Peggy Hurt spent four months in a nursing home dealing with a potentially deadly C. diff infection. She said nurses were gloved and shielded when they cleaned up after her frequent accidents.

Peggy Hurt spent four months in a nursing home dealing with a potentially deadly C. diff infection. She said nurses were gloved and shielded when they cleaned up after her frequent accidents.

Tammy Cooper, RN and coordinator of the infection prevention program at UnityPoint Health, said aggressive new measures have lowered rates even further to 0.674 at UnityPoint Health-Proctor and 0.482 at UnityPoint Health-Methodist.

As soon as a patient has one episode of diarrhea, that patient is put in isolation. Test results used to take 24 hours but now the hospital gets results in just hours.

Hand washing is stressed more than ever, and the hospital has a new protocol for cleaning rooms. Following a bleach disinfectant on all surfaces including the entire bed frame, an ultraviolent machine disinfects the room, including inside drawers and under keyboards, for 45 minutes.

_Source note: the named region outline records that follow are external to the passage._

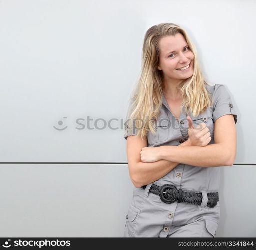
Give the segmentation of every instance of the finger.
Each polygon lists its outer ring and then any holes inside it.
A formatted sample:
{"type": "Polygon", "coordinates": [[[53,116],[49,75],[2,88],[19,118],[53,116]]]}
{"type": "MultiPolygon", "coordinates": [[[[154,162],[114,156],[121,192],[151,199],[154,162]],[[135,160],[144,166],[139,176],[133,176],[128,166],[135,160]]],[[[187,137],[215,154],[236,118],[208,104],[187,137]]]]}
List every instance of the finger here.
{"type": "Polygon", "coordinates": [[[190,116],[187,116],[187,120],[188,122],[188,129],[191,130],[194,128],[194,125],[193,124],[193,121],[190,116]]]}
{"type": "Polygon", "coordinates": [[[204,130],[206,126],[206,124],[200,124],[197,125],[197,126],[195,127],[195,129],[196,130],[199,130],[202,131],[204,130]]]}
{"type": "MultiPolygon", "coordinates": [[[[204,135],[203,136],[203,140],[206,142],[206,141],[208,141],[208,140],[209,140],[209,138],[210,138],[210,140],[209,141],[209,142],[211,141],[211,138],[210,137],[210,136],[211,136],[211,134],[209,132],[207,132],[205,135],[204,135]]],[[[209,143],[208,142],[208,143],[209,143]]]]}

Cooper said when toilets are flushed, a plumb of mist rises from the bowl and can carry C. diff spores. Rolls of unused toilet paper have tested at high rates of C. diff contamination.

“Everything that is touched can harbor C. diff, an escalator hand rail, door knobs, racks of clothing in department stores,” she said.

People who are healthy can transmit C. diff without being ill themselves, especially if they come in contact with people who are on antibiotics, elderly or have weakened immune systems.